John put his face into Sam’s chest, hid there for a second, and said, muffled, “You idiot.” The ink-swirl of his hair fell across Sam’s skin in a shower of satin.

“I’m not in the field much anymore. I have constables for that.” He dared to rest a hand on John’s back. Smooth golden skin, under his touch.

“You’re still you,” John said into his chest. “You—you’re still Sam.”

“Not sure I could be anyone else if I tried.”

“Please don’t.”

“I mean, I’m not Kit—Constable Thompson, who’s an actual empath, the best we’ve got—or young Sommersby, who, frankly, is something we don’t have a good classification for.”

“Really?”

“We’re all,” Sam said darkly, “extremely fortunate that he really is an honest, genuine, depressingly nice young man. You don’t want to know.”

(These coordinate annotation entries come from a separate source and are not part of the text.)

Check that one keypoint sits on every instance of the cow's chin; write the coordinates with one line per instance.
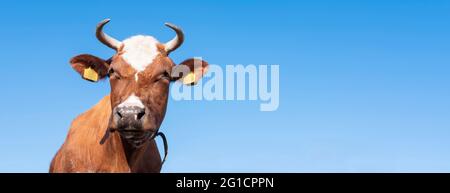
(135, 137)
(134, 134)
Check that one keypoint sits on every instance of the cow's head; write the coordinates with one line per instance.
(139, 73)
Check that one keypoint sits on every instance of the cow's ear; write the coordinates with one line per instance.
(190, 71)
(90, 67)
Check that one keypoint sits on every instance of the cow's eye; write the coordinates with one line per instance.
(113, 74)
(164, 76)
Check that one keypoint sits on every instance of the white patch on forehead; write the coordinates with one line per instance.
(140, 51)
(132, 101)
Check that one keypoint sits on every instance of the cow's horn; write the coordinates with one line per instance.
(176, 41)
(105, 38)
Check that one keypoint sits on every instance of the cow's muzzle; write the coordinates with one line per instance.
(128, 122)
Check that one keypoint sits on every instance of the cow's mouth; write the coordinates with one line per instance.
(135, 137)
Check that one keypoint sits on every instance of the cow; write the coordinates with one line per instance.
(116, 135)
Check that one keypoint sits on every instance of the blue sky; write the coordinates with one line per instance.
(364, 86)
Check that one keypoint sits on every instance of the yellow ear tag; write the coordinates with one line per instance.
(189, 79)
(90, 74)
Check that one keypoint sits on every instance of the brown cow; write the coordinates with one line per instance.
(139, 73)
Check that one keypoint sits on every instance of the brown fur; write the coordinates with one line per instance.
(82, 151)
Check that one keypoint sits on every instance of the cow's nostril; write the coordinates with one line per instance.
(140, 114)
(119, 114)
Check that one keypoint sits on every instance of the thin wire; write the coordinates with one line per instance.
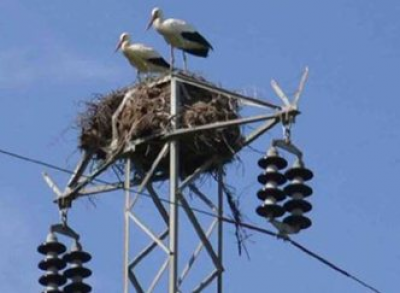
(225, 219)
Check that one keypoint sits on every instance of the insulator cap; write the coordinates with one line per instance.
(277, 161)
(52, 262)
(297, 204)
(270, 211)
(271, 176)
(77, 272)
(51, 245)
(77, 255)
(52, 278)
(299, 170)
(77, 287)
(298, 188)
(297, 221)
(52, 291)
(275, 193)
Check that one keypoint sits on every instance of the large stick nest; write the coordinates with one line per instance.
(146, 112)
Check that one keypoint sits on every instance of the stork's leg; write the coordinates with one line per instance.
(184, 60)
(172, 58)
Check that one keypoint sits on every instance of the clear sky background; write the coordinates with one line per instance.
(54, 55)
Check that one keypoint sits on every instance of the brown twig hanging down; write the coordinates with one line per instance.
(240, 232)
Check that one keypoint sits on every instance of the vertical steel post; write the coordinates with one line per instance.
(127, 187)
(220, 225)
(174, 181)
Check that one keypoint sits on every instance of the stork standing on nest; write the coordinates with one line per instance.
(179, 34)
(144, 58)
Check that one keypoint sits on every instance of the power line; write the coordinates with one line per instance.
(225, 219)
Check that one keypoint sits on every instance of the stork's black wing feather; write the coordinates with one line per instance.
(159, 62)
(197, 38)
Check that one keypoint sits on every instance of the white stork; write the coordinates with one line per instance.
(142, 57)
(179, 34)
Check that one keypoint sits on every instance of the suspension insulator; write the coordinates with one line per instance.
(271, 192)
(270, 211)
(298, 190)
(299, 171)
(272, 176)
(52, 264)
(76, 271)
(272, 158)
(297, 206)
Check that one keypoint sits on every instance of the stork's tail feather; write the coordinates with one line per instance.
(159, 62)
(198, 52)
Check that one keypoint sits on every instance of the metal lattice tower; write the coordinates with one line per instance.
(170, 238)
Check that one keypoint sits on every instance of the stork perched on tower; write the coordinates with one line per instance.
(179, 34)
(144, 58)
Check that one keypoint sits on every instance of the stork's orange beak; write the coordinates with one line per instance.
(150, 23)
(118, 46)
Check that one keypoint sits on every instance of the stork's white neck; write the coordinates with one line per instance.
(125, 45)
(158, 22)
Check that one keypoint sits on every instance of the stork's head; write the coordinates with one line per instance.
(124, 37)
(156, 13)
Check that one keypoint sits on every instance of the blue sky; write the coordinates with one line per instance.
(54, 55)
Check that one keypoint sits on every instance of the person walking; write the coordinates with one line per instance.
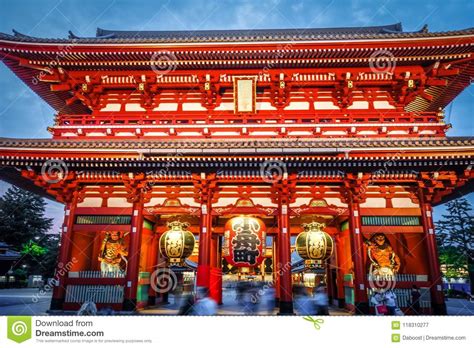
(204, 305)
(415, 300)
(377, 300)
(321, 301)
(390, 300)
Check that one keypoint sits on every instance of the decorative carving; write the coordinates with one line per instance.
(113, 253)
(383, 260)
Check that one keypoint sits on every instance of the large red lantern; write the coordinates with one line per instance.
(244, 241)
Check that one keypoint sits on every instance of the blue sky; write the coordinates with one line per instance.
(24, 115)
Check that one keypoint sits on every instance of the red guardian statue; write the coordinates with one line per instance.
(383, 260)
(112, 253)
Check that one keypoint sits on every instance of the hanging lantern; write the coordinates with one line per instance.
(244, 241)
(314, 243)
(177, 243)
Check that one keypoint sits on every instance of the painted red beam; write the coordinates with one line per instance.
(95, 281)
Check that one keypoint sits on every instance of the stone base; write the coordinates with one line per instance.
(361, 308)
(56, 304)
(286, 308)
(129, 305)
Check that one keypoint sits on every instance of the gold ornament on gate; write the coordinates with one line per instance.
(314, 243)
(177, 243)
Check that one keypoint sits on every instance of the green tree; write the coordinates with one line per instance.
(22, 217)
(24, 227)
(455, 236)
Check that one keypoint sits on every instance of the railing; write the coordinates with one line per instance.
(262, 117)
(398, 278)
(96, 274)
(94, 293)
(403, 299)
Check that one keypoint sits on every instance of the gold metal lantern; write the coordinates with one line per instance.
(177, 243)
(314, 243)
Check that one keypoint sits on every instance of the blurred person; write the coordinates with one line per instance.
(204, 305)
(187, 306)
(304, 302)
(251, 300)
(377, 300)
(415, 300)
(390, 300)
(269, 294)
(321, 301)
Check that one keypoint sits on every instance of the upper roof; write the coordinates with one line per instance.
(243, 35)
(30, 58)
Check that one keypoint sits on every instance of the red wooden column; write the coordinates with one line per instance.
(284, 189)
(341, 297)
(131, 278)
(276, 271)
(205, 185)
(138, 193)
(61, 273)
(284, 238)
(436, 288)
(215, 284)
(354, 193)
(361, 302)
(153, 263)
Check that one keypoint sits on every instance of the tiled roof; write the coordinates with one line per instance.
(214, 144)
(250, 35)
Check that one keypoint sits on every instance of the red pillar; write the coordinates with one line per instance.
(329, 282)
(131, 278)
(62, 269)
(204, 260)
(436, 288)
(215, 287)
(276, 271)
(341, 297)
(361, 302)
(284, 241)
(153, 266)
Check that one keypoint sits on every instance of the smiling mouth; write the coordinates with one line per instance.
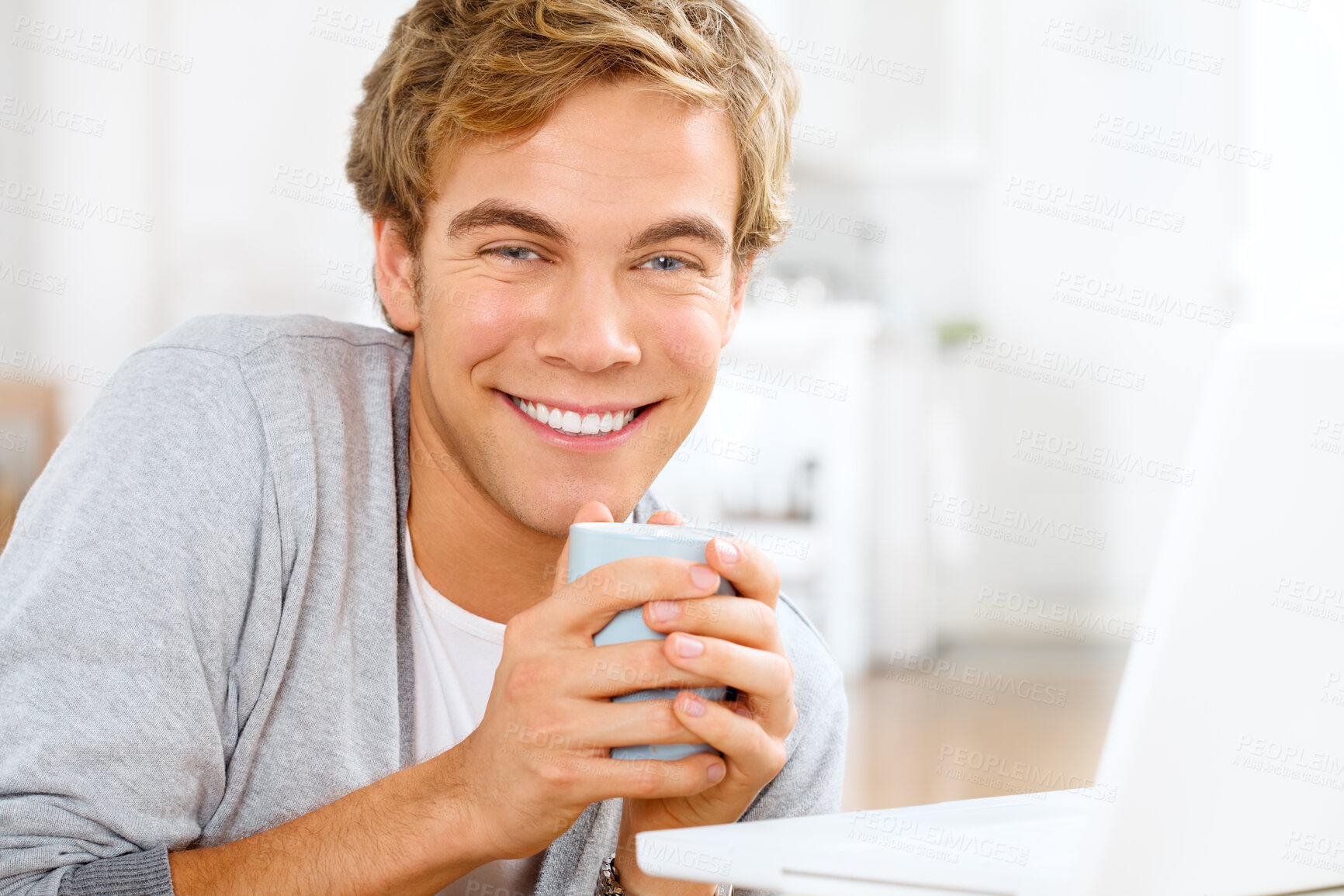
(573, 422)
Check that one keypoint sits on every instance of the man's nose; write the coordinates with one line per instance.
(587, 325)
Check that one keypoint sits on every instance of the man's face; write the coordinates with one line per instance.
(587, 270)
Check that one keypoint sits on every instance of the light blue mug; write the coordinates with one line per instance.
(591, 545)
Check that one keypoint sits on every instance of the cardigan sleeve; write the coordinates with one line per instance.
(125, 609)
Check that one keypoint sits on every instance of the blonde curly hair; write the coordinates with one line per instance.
(461, 70)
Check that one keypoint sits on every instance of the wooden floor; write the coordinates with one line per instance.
(982, 723)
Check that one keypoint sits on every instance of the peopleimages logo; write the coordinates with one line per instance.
(1008, 524)
(1054, 368)
(1093, 209)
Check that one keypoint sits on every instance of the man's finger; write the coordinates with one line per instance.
(667, 517)
(584, 606)
(591, 512)
(752, 573)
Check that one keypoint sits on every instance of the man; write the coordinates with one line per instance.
(306, 628)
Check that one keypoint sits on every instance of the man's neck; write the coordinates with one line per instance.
(468, 548)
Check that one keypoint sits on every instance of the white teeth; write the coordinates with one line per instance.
(573, 422)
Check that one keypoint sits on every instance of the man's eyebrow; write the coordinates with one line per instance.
(491, 213)
(694, 226)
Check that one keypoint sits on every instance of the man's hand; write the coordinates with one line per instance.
(541, 754)
(737, 642)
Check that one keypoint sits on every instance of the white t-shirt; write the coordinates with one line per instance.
(456, 656)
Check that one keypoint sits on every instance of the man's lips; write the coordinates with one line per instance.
(593, 426)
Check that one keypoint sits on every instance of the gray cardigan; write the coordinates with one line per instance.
(203, 615)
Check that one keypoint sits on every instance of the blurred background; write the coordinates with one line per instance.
(958, 407)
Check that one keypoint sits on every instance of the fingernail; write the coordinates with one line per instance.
(688, 646)
(664, 611)
(703, 576)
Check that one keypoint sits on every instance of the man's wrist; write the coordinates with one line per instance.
(636, 883)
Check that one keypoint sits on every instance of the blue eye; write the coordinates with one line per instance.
(516, 253)
(664, 262)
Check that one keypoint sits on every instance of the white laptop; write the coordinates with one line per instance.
(1223, 767)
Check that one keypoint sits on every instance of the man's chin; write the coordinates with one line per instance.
(554, 516)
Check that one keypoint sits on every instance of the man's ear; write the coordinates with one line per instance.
(740, 289)
(394, 272)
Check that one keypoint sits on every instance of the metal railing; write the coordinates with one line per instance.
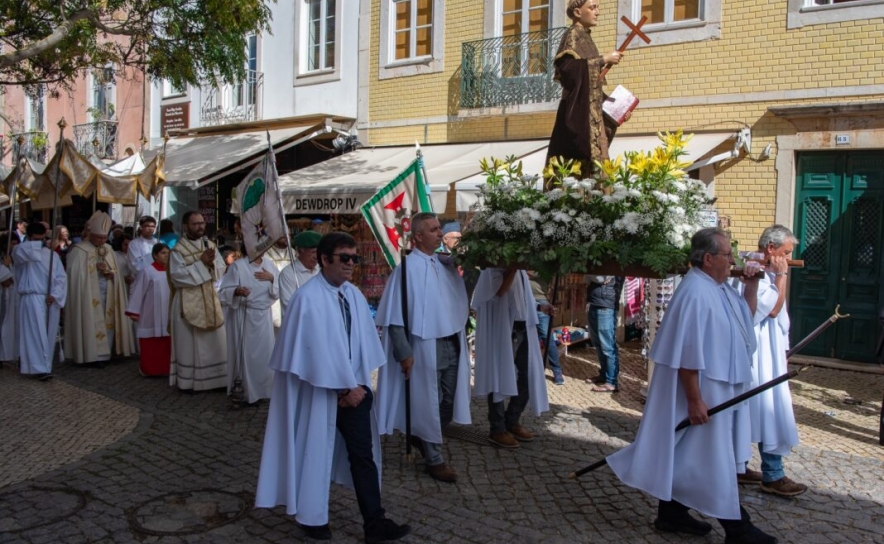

“Now I sort of do. But not this instant.” John rubbed his face against Sam’s chest like a cat, and made a cozy sort of noise. “You feel nice.”

“So do you.”

John’s hand drifted along Sam’s arm, without looking; then came back, and rested over Sam’s heart. The touch was quiet, and contained whole worlds: bruises they both recalled, from years past. No scars from those encounters, not physically. The echoes of Viscount Rookwood’s shouts, the fury when his children or new wives or servants disappointed him, those flying powerful fists. Sam had tried, again and again, to step in. To take the blows, when he could.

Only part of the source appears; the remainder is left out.